Jeśli podano by przed 10 kwietnia, że winni są tylko polscy piloci, gen. Andrzej Błasik i prezydent, to w rocznicę katastrofy może dojść do poważnych protestów, a na jesieni PO mogłaby przegrać wybory. Problem ten czują też przewodniczący komisji dochodzeniowej i szef MSWiA Jerzy Miller. Wprawdzie Tomasz Tomczykiewicz z PO zaświadczył o jego obiektywizmie, ale zbyt oryginalnie, mówiąc, że "Miller będzie obiektywny, to człowiek uczciwy, bo nie należy do żadnej partii", z czego wynika, że ludzie partyjni nie są obiektywni ani uczciwi. A zatem Miller przesuwa termin ogłoszenia wyników poza 10 kwietnia, pozorując to jeszcze koniecznością jakichś eksperymentów z samolotem, choć wynik tego eksperymentu zapewne jest już znany.

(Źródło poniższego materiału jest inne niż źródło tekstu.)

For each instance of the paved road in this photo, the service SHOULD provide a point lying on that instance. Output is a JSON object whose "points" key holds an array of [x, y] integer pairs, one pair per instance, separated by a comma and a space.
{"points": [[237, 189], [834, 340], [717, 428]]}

Ale i po 10 kwietnia problem będzie trudny. Nadal zgoda na wersję rosyjską grozi przegraniem wyborów na jesieni. Dlatego nie jest wykluczone, że termin ogłoszenia wyników, przynajmniej pełnych, będzie ciągle obiecywany i przesuwany na czas po wyborach. A i potem, jeśli społeczeństwo będzie spokojne, a PO znów wygra, to będzie kontynuowana obecna akcja spychania kwestii katastrofy w niepamięć. Pomogą w tym Rosjanie, którzy może przez 10, 20 lub więcej lat będą zwlekali z oddaniem szczątków samolotu i innych dokumentów, dowodząc, że dochodzenie jeszcze trwa i taka była pierwotna umowa. Sytuacja może się zmienić, jeśli zmienią się władze i w Polsce, i w Rosji. Ciekawe, że są pewne znaki, iż faktyczni rządcy Polski, jak się wydaje, chcą odsunąć Tuska od władzy, bo po zrujnowaniu Polski nie będą już mieli z niego korzyści.
Nam pozostaje rozwiązanie problemu katastrofy smoleńskiej, a także ratowanie Polski przed ruiną gospodarczą, polityczną i duchową przez odpowiednie wybory. Zdaje się, że śmierć Polaków zdążających 10 kwietnia 2010 r. na uroczystość 70-lecia Katynia nie była daremna historycznie, lecz owocuje dla Polski otrzeźwieniem, duchową przemianą i odrodzeniem.